Published: May 9th 2012March 16th 2012
The plan is Jagat through Gsanje through Sattale then lunch at Tal Manang, ending up in Dharapani (about 15km). We almost pick up a friend- a little 16 month old kid called Aluk who decides he wants to follow us. We reluctantly hand Aluk back to his Dad, Aluk is not thrilled about this decision, particularly as he has grown attached to one of our walking poles. So, another late start - 0830. We try to beat the 2 large mule trains that are leaving at the same time as us. It's actually a pretty fruitless exercise as we encounter them pretty much all day and I think it is all a part of the experience. The manure, lots of manure, is a part of it too. They are very single minded beasts these 'kacar' and will walk through or over you in pursuit of their goal. However, I have learnt that my walking pole has another use- if you put it out to your side they will walk around you... most of the time...well, some of the time. The mules look to be in pretty good shape. The handlers throw small stones at their rumps to get them moving- very
Ready to leave Jagat
Day pack ready with socks to dry, and my solar recharger
The trekking is really enjoyable today, it is warm, the sky is perfect, there are waterfalls and bridges and bee hives and cliffs, we do a fair bit of climbing - really enjoyable. No cattle or goats for the first 2/3 of the day but then there are lots, and lots of dogs and lots of birds plus 2 pigs. All my friends know that I am SO not a dog person so I take many photos of dogs as a bit of a joke (the joke backfired though as now they think I am a dog person but was pretending not to be- not true, friends!). Enjoy the views high above the Marsyangdi River and the long suspension bridges taking us from side to side.

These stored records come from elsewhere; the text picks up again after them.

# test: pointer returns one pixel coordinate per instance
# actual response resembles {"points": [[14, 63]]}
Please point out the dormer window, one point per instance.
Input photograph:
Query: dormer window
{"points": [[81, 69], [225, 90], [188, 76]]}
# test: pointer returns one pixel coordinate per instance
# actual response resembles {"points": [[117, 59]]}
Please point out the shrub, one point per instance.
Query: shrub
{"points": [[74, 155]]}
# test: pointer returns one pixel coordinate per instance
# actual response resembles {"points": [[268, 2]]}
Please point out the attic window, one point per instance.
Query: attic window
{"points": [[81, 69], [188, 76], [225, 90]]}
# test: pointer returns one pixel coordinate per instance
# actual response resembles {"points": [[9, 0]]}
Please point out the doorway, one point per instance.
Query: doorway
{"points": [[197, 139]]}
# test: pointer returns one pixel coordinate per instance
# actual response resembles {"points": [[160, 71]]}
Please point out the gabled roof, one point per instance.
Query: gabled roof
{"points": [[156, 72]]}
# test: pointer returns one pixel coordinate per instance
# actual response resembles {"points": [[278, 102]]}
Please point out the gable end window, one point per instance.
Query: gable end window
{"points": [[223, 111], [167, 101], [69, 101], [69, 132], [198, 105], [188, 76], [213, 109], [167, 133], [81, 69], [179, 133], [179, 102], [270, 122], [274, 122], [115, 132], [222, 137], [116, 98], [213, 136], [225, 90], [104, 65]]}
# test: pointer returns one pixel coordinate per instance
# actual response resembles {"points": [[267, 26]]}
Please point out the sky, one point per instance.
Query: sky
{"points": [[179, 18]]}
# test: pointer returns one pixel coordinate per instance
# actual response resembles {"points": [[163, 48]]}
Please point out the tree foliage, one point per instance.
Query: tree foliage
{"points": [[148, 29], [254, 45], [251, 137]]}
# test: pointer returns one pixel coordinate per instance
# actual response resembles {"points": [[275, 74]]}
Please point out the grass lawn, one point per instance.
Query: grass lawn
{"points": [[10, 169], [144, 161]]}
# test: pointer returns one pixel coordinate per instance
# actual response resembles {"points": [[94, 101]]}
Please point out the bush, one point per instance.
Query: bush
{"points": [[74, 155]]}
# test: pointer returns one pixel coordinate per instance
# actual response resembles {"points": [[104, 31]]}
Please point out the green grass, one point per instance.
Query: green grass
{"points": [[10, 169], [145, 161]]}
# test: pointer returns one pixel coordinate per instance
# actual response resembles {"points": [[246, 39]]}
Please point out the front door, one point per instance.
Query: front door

Our approach to Tal Manang is interesting; lots of evidence of blasting, pieces of detonator fuse litter the track. There is a fortified base on the RHS of the entrance to Tal with many soldiers- apparently there are munitions stored here for the rock blasting. There are also signs to warn trekkers that blasting occurs between 3- 6pm daily so to plan the route accordingly. It looks like a mine site
camp initially then it makes way for the village. The village is the busiest one I have seen yet, it seems many trekkers stop here. We pass lots of guest houses including the Father and Son Guest House that features in a series of videos on YouTube that I watched before leaving Perth (Hi and thanks Bob and Kurt from Florida should you ever stumble upon this blog). Lunch is very good - chapati and plain omlette with tea- it is to become my standard lunch fare for the rest of the trek. We sit in the sun. Beautiful.
The colour of the water here is intense- glacial blue - like nothing I have seen before. Lots of river stones and a "beach" that we walk across after lunch. Spot a few stilts (migratory birds) which appear as tiny specks on my photos. We are then joined by 3 school kids- Muna, Lisha and Alit, they ask for nothing but conversation. We walk to their house with them then they are gone. The rest of the afternoon walk is generally small inclines with a few bigger ones (Dhana's shortcuts). On the approach to Dharapani I ingest a dung fly
-YUCK, I hope that it doesn't strike me down with the vomits! The mule guys behind us think it is pretty hilarious watching me try to gag it up (especially after I wash my hands with alcohol gel first). We reach Dharapani (1960m) late afternoon and end up at the New Tibet Guest House at the far end of town. I have a cold bowl of water wash before Dhana announces that he has just had a fantastically hot shower- hmmmm, I tell Dhana that I am happy for him. Mary gets in on Dhana's act and also scores a hot shower. Our room is great, we have the river roaring behind us, great view, good clean squat toilet.
There are a few other trekkers staying here including a Danish threesome (one of whom is very sweet and very homesick- I offer motherly words of wisdom and think about my boys- how would they be?). Later over dinner at the communal table we meet Stephane, a 28 year old French guy with a big appetite on the first leg of his 2 year round world trip, and a German couple from Bavaria- Danni and Michael. We have a long,
friendly discussion. Stephane becomes our financial advisor (he has just quit his job as a financial analyst from the banking sector) and we talk rocks and natural phenomena with Danni and Michael (both in the geology business). Our common love is travel, it is an easy evening. It feels very good this trekking stuff! (and still no sign of the dung fly).